2016 Draft Slot Values
The Yankees have a $5,768,400 bonus pool for the draft this year. That’s the eighth smallest bonus pool in baseball. The Yankees didn’t add (or subtract) and draft picks through free agency this past offseason, so all they have is their natural picks in rounds 1-40. Here are the slot values:
- First Round (No. 18 overall): $2,441,600
- Second Round (No. 62): $1,040,800
- Third Round (No. 98): $608,200
- Fourth Round (No. 128): $455,400
- Fifth Round (No. 158): $341,000
- Sixth Round (No. 188): $255,300
- Seventh Round (No. 218): $191,500
- Eighth Round (No. 248): $176,200
- Ninth Round (No. 278): $164,600
- Tenth Round (No. 308): $156,600
Slot value for every pick after the tenth round is $100,000. Any amount spent over $100,000 on one of those picks counts against the draft pool. If you sign a player for less than the slot value within the first ten rounds, you can redirect the pool savings to other picks. If you do not sign a player, you lose the slot money associated with that pick. Got it? It’s easy enough.
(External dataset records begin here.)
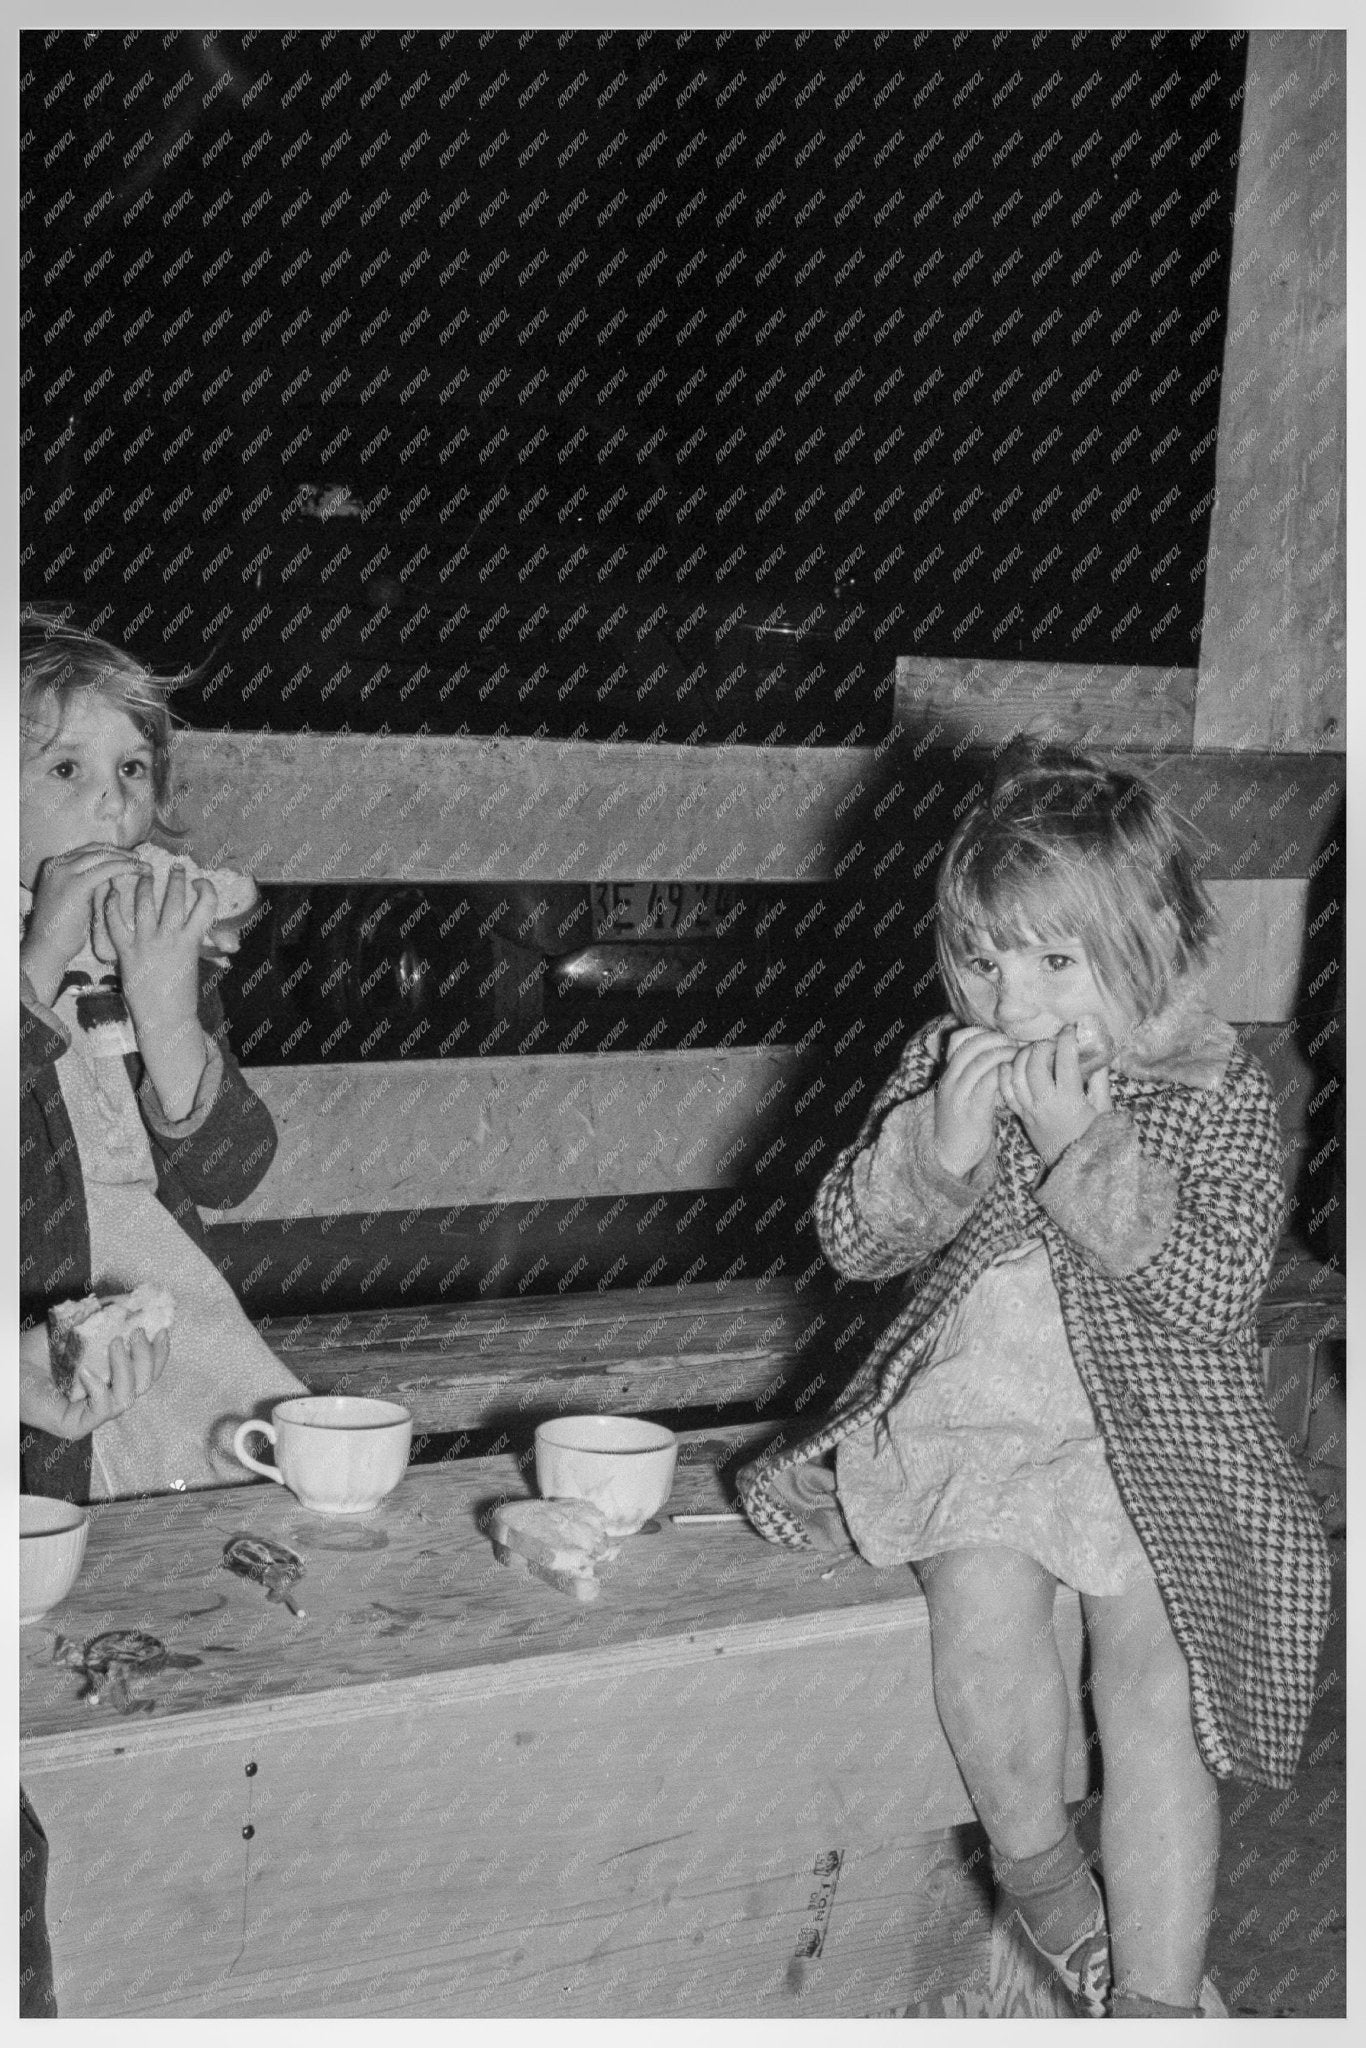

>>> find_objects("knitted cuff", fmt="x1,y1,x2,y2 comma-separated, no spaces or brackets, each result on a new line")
138,1035,224,1138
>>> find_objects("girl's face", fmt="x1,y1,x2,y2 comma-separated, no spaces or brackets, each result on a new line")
20,691,157,889
955,930,1132,1046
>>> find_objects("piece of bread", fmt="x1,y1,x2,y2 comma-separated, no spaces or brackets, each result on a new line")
1073,1013,1115,1078
489,1497,619,1567
90,843,258,963
48,1285,176,1397
932,1014,1114,1078
493,1546,603,1601
488,1499,619,1599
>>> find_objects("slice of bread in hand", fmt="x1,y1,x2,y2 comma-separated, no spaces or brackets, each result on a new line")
91,843,259,962
48,1285,176,1397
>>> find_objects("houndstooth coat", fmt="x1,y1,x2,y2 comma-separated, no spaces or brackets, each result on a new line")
738,1006,1331,1789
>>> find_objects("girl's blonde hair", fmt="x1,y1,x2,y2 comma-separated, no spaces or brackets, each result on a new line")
935,744,1219,1026
20,604,183,832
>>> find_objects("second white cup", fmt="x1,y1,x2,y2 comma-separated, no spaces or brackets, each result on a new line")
534,1415,678,1535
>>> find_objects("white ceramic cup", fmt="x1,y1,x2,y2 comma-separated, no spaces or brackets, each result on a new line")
233,1395,412,1514
21,1497,89,1623
534,1415,678,1536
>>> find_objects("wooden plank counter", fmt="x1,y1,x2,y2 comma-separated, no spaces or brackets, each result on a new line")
22,1445,1088,2018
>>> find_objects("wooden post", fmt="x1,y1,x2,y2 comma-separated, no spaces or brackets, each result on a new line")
1195,31,1345,751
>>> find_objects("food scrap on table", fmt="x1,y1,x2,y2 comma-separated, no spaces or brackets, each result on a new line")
223,1533,308,1617
52,1629,201,1713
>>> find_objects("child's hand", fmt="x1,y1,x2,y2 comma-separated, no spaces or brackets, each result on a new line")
20,846,150,1003
19,1322,170,1442
933,1026,1017,1176
998,1025,1113,1165
105,867,216,1119
104,863,218,1033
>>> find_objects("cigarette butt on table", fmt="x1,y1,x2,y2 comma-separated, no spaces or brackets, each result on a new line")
670,1510,748,1526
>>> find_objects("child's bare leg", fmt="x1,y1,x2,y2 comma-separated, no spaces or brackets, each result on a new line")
1083,1576,1220,2006
917,1545,1070,1855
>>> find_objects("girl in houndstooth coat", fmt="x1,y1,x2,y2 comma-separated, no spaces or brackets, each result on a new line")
738,748,1330,2020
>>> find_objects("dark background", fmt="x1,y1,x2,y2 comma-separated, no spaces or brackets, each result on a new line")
24,27,1247,676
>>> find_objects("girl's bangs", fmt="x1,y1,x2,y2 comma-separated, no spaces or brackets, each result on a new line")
942,845,1095,956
The Yankees — and all teams, really — have been gaming the system by taking cheap college seniors, usually in rounds 5-10, to save draft pool space so they can spend it on other players. College seniors have no leverage, so they usually sign for five figures. Sometimes even less. Do that a few times and you up with a nice chunk of leftover cash to use on other picks.
To me, it looks like the best place to really save pool space is with that second round pick. You don’t see many top prospects fall to the second round these days. Talent has come off the board more linearly since the spending pool system was put in place. The Yankees could take a good prospect with that second rounder, sign him below slot, and save hundreds of thousands of dollars in pool space.
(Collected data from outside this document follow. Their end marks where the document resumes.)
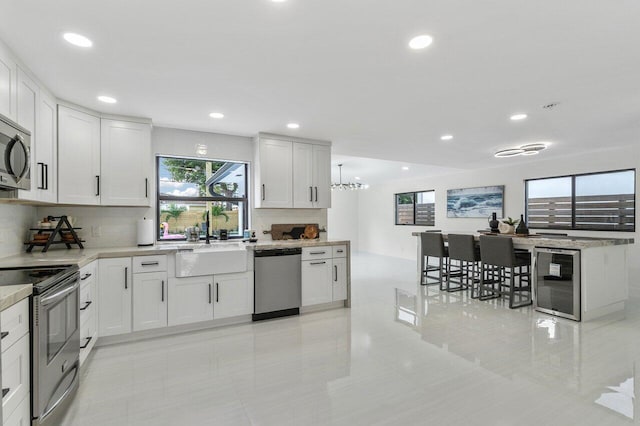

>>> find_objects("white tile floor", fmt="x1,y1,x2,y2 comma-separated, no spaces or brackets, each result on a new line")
61,252,640,425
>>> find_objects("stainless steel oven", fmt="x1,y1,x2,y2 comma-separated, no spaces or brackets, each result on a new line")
0,266,80,425
0,113,31,191
32,267,80,426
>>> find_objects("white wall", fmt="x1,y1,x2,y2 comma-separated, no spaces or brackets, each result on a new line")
328,189,359,251
357,145,640,291
36,126,328,247
0,204,37,257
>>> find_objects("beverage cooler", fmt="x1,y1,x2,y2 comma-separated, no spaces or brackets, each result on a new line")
533,248,581,321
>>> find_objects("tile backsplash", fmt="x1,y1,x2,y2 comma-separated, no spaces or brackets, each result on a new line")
0,203,37,258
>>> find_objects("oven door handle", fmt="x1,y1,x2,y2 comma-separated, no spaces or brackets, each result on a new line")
40,281,80,306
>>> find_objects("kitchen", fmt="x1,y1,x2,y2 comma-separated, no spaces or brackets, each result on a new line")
0,1,640,425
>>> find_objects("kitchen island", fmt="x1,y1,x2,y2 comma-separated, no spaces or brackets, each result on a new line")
412,232,634,321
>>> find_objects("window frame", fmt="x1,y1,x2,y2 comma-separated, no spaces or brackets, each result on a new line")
394,190,436,226
525,168,636,232
156,155,250,241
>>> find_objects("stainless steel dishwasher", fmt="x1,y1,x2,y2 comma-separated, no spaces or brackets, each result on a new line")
253,247,302,321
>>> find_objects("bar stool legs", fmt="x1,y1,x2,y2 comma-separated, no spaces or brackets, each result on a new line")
423,255,449,290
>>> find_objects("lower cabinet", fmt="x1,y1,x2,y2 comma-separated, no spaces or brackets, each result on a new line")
1,315,30,424
133,271,168,331
168,276,214,326
79,261,98,366
214,272,254,319
332,257,348,301
98,257,132,337
3,392,30,426
302,259,333,306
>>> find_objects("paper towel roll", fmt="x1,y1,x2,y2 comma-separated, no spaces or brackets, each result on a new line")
137,218,155,246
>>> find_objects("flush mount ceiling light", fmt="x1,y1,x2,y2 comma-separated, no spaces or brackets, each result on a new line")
332,164,367,191
495,142,551,158
63,32,93,48
408,35,434,50
440,134,453,141
97,95,117,104
510,113,528,121
209,112,224,119
287,123,300,129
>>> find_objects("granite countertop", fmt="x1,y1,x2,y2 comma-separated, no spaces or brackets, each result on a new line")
411,232,634,249
0,239,351,269
0,284,32,311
This is exactly what the Yanks did last year. They took LHP Jeff Degano with their second round pick and signed him for $650,000. Slot for his pick was $1,074,400. The Yankees got a talented player and still saved over $400,000 with that pick, most of which went to third rounder RHP Drew Finley. Depending on what the draft board looks like in June, going this route with the second round pick could make an awful lot of sense.
2016-17 International Slot Values
The Yankees have a $2,177,100 bonus pool for the 2016-17 international signing period, which ninth lowest among the 30 clubs. The international pools are based on the reverse order of the standings. The Yankees are still subject to the penalties stemming from the 2014-15 international signing spree for one more year, so they can’t sign any player to a bonus of more than $300,000 in the coming signing period.
Here are the team’s 2016-17 international slot values. I’ll explain what these mean in a second.
- Slot No. 22: $609,800
- Slot No. 52: $411,800
- Slot No. 82: $278,100
- Slot No. 112: $177,400
Each team gets $700,000 in “base” money, so add that and the four slots together and you get the club’s total international bonus pool. Once upon a time teams also had six $50,000 bonus exemptions each year, both those are gone. Nowadays the only exemptions are players who sign for $10,000. Teams can hand out as many bonuses of $10,000 or less as they want, and they don’t count towards the bonus pool.
The international slot values are used for trading. You can sign a player to a bonus of any size, it doesn’t have to match a slot number. But, if you trade bonus pool money, you have to trade the specific slot. HOWEVA, teams are only allowed to acquire an additional 50% of their original draft pool. That’s an extra $1,088,500 for the Yankees. It doesn’t make any sense for the Yankees to acquire international bonus pool money because of the $300,000 penalty though. It makes more sense to trade away pool space.
Unfortunately, international bonus slots don’t seem to have much trade value. Last year Matt Eddy recapped trades involving bonus slots, and for the most part slots were traded for middling prospects or fringe MLB players. In some instances they were thrown in as the third or fourth piece in a trade package. Is it worth trading, say, that No. 22 slot for another up-and-down reliever or infielder? Maybe it is. Depends on what kind of talent is available internationally this summer.